Örneğin, DARPA 2018’de “son zamanlarda insanlara sıçrayan ve küresel sağlık görevlileri arasında endişe yaratan yarasa kaynaklı virüslerin komplike nedenlerini ortaya çıkarmak için” bir projeye 10 milyon dolar harcadı. Hem DARPA hem de NIH tarafından desteklenen bir başka araştırma projesi, Colorado Eyalet Üniversitesi’ndeki araştırmacıların “taşıyıcıların insanlara hastalık bulaştırmasındaki rolünü anlamak” amacıyla Orta Doğu Solunum Sendromuna (MERS) neden olan koronavirüsü yarasalar ve develer üzerinde incelediklerine dikkat çekti. Bu haberin ilerleyen kısımlarında ayrıntılı olarak ele alınan ABD askeri destekli diğer çalışmalar, hem Çin hem de Çin sınırındaki ülkelerde yarasalar tarafından taşınan birkaç yeni yeni koronavirüs türü keşfetti.

Bu son araştırma projelerinin çoğu, DARPA’nın Nisan 2018’de resmen ilan edilen Yeni Ortaya Çıkan Patojenik Tehditleri Önleme / PREEMPT programıyla ilgili.

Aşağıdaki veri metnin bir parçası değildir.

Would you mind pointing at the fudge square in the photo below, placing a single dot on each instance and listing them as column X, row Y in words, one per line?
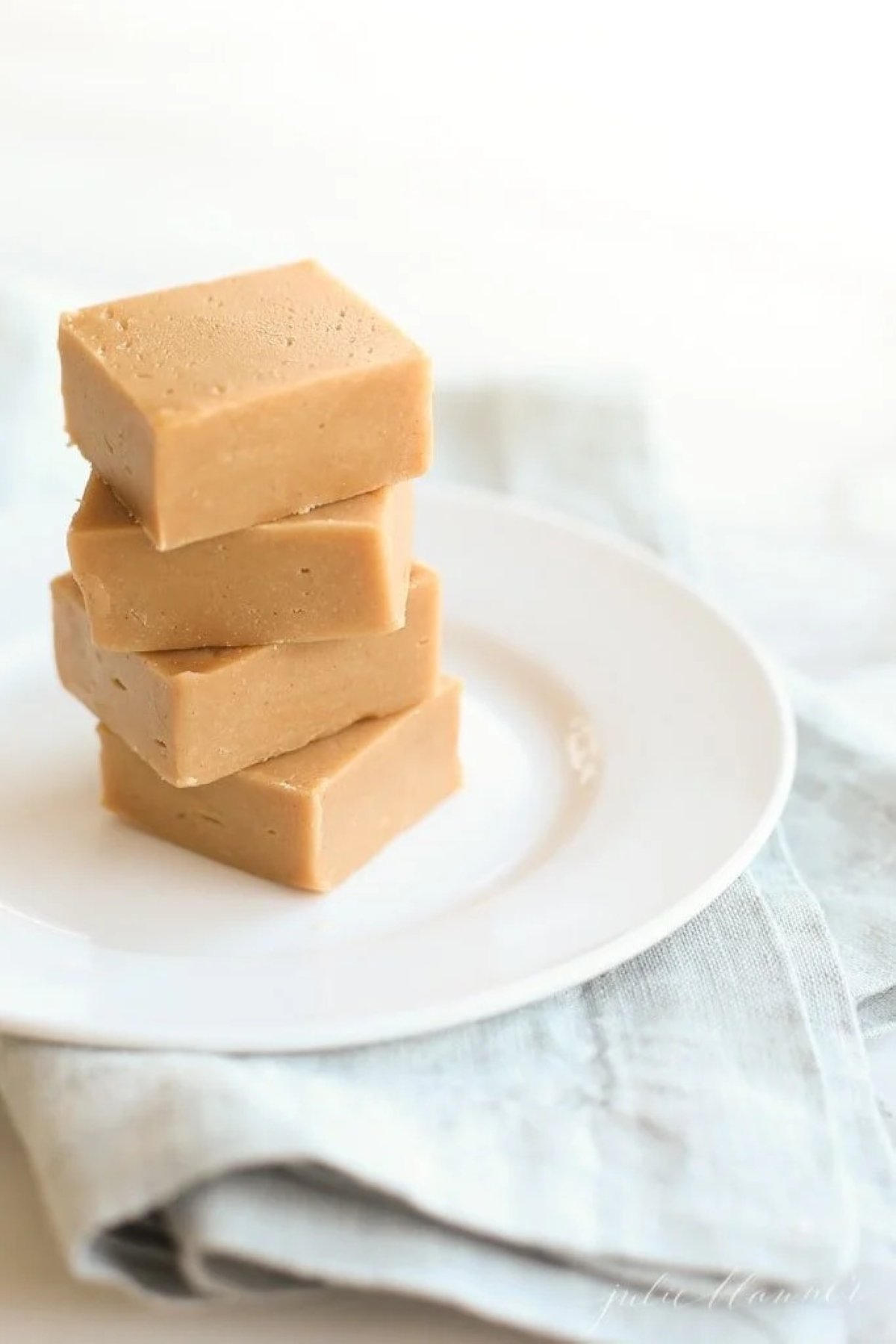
column 220, row 405
column 336, row 571
column 311, row 818
column 200, row 715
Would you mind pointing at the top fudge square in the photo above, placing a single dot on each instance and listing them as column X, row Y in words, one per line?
column 217, row 406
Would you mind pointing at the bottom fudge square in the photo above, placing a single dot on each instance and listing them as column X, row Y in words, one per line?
column 308, row 819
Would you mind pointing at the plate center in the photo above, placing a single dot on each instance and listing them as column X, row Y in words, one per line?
column 531, row 772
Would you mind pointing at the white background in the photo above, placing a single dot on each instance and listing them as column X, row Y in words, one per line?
column 695, row 195
column 692, row 199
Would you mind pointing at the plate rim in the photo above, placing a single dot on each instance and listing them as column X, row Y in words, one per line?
column 541, row 984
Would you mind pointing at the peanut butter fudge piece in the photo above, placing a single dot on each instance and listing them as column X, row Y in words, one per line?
column 222, row 405
column 311, row 818
column 337, row 571
column 199, row 715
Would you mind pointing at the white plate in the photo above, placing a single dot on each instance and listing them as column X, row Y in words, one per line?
column 626, row 754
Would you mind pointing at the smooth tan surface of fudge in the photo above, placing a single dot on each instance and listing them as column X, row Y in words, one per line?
column 337, row 571
column 203, row 714
column 217, row 406
column 308, row 819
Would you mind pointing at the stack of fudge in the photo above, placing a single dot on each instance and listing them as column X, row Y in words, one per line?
column 242, row 613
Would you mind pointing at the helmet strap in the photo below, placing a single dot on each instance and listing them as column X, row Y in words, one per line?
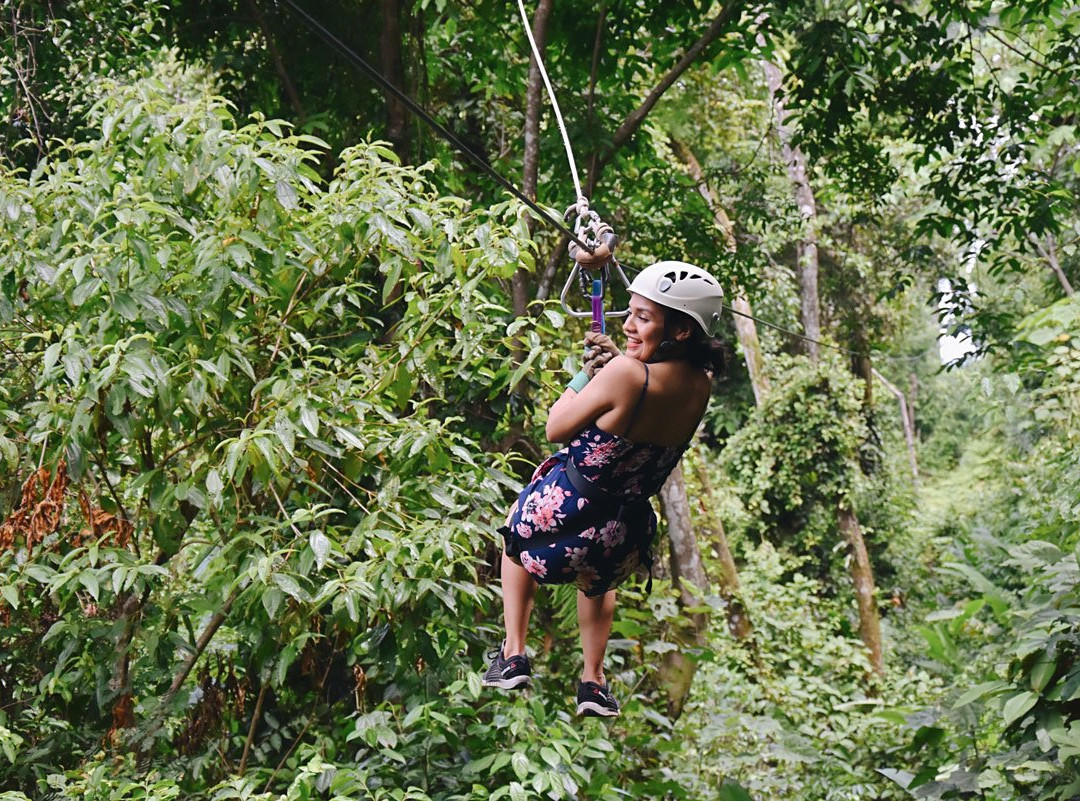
column 667, row 348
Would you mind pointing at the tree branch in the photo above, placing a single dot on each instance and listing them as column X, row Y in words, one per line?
column 634, row 120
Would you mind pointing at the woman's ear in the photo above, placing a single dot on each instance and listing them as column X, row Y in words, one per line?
column 683, row 330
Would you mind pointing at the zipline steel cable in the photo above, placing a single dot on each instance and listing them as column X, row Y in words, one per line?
column 554, row 104
column 349, row 53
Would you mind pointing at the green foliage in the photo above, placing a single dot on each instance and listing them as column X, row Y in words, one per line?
column 265, row 470
column 792, row 715
column 799, row 449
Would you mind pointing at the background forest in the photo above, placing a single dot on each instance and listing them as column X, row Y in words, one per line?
column 275, row 357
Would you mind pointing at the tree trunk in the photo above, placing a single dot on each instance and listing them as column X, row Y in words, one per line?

PREEMPT özel olarak hayvan hastalıklarına, özellikle de yarasalara odaklanıyor. DARPA dahi programın basın açıklamasında, araştırmanın doğası gereği “ortaya çıkabilecek biyogüvenlik ve biyoemniyet hassasiyetlerin farkında olduğunu” belirtti.

DARPA’nın PREEMPT programının duyurusu, ABD hükümetinin tehlikeli patojenleri içeren “işlev kazancı” çalışmaları üzerine bir moratoryumu tartışmalı bir şekilde sona ermesine karar vermesinden sadece birkaç ay sonra geldi. VICE News “işlev kazancı” çalışmalarını şöyle açıkladı:

‘İşlev kazancı’ çalışmaları olarak bilinen bu tür araştırmalar görünürde doğanın bir adım önünde olmaya çalışmakla ilgilidir. Bilim insanları daha patojenik ve kolayca bulaşabilen süper virüsler yaparak, bu virüslerin evrimleşme biçimini ve genetik değişikliklerin virüsün ana-taşıyıcı ile olan etkileşimini nasıl etkilediğini inceleyebilirler. Bilim insanları bu bilgileri kullanıp, bir pandemiyi ortadan kaldırabilen antiviral ilaçlar geliştirerek bu özelliklerin doğal ortaya çıkışını herkesten önce ele geçirmeye çalışabilirler.”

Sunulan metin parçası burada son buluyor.